Writing for the Post to mark the 45th anniversary of a film that has endured, Redford acknowledged that he was often asked about the similarities between the American political climate in 1972, when the burglary of the Democratic National Committee offices in the Watergate building occurred, and 2017.

“There are many,” he wrote. “The biggest one is the importance of a free and independent media in defending our democracy. When President Trump speaks of being in a ‘running war’ with the media, calls them ‘among the most dishonest human beings on Earth’ and tweets that they’re ‘the enemy of the American people’ his language takes the Nixon administration’s accusations of ‘shoddy’ and ‘shabby’ journalism to new and dangerous heights.”

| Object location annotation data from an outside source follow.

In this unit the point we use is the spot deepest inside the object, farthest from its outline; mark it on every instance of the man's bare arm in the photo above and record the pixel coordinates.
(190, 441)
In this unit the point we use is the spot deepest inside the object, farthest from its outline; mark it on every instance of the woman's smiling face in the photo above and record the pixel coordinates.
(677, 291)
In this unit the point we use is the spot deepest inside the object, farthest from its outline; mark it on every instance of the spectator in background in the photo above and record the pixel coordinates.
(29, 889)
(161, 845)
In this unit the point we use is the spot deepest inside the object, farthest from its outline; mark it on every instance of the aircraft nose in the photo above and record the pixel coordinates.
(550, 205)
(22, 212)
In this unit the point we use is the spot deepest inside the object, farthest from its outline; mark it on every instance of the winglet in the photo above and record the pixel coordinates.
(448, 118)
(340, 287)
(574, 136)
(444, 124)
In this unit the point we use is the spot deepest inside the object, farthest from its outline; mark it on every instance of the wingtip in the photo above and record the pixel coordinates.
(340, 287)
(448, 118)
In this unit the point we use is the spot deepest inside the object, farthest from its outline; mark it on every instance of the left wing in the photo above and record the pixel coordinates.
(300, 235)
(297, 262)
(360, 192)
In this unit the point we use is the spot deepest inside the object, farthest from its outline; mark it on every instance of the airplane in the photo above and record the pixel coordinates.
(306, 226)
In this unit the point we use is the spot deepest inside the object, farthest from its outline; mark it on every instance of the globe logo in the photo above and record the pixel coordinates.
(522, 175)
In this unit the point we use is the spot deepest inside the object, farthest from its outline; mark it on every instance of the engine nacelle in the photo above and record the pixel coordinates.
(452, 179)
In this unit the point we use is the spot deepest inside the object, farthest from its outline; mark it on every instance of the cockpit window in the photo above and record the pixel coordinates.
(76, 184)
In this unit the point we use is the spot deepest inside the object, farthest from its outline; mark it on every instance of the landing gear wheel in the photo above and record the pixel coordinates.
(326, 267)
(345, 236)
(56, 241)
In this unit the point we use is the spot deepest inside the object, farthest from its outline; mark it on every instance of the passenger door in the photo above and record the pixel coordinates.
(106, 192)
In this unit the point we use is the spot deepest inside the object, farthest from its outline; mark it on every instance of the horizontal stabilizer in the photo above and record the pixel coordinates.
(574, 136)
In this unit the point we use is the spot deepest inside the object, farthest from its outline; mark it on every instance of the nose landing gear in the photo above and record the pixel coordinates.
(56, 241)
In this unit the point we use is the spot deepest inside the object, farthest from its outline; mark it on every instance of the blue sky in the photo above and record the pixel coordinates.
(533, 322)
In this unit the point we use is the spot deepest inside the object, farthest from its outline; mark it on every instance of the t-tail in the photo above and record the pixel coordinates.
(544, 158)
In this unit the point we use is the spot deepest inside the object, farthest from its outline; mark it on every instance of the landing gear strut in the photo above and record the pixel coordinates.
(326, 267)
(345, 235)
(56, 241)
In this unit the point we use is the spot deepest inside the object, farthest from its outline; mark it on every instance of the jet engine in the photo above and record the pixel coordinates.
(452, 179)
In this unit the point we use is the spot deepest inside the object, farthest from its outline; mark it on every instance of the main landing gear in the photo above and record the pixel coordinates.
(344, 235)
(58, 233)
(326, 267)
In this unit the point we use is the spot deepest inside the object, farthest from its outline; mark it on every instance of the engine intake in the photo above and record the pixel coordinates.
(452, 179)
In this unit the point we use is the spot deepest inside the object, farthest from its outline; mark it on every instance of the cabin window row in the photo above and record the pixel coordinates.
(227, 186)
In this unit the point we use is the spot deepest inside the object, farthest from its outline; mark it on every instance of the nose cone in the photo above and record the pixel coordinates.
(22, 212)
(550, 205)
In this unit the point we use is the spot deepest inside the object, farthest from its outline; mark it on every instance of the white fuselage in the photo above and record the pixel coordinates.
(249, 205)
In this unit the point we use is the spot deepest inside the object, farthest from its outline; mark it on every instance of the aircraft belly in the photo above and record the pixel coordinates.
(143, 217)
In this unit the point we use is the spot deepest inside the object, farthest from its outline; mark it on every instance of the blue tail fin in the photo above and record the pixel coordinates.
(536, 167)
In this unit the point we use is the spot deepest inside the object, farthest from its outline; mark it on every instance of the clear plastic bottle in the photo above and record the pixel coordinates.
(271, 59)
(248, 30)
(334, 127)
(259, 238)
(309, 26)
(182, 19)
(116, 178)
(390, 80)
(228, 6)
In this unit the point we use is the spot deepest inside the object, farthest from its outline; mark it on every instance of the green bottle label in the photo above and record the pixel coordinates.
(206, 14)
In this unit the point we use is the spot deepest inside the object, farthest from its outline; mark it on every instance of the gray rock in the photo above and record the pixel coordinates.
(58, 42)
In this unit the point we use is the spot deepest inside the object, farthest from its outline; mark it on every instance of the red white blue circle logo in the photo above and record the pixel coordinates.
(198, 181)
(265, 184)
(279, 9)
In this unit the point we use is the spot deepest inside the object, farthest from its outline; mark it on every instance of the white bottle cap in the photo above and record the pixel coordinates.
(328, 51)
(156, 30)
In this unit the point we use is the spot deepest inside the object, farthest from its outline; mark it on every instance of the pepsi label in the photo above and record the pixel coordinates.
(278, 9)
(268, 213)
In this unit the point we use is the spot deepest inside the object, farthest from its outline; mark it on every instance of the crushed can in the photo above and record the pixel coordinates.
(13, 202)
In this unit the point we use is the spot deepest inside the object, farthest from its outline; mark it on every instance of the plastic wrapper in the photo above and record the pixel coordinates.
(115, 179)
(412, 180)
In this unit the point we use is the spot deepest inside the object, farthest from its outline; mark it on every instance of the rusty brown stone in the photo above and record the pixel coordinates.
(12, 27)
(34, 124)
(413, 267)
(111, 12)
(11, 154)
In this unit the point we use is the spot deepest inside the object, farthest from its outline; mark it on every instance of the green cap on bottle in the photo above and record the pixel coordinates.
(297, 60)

It took many years for Bradlee to grasp the fact that the movie would endure long after the reality of the scandal receded from the American imagination. “I had no idea at the time of the shadow that movie would cast. No idea, for instance, that all that generations to come would ever know about Watergate would be in that 147-minute film.”

More than half a century later, the themes and lessons that underscore the film, and Redford’s restrained, dignified cautions, are more alive than ever. Always elusive, Redford slipped away quietly, aged 89, during a period of sustained political crisis for his country. The news silenced the din of competing voices and mounting hysteria and menace, but only for a small while.

“One thing I know about the dark,” Redford says as Roy Hobbs in The Natural, “you can’t see in it.”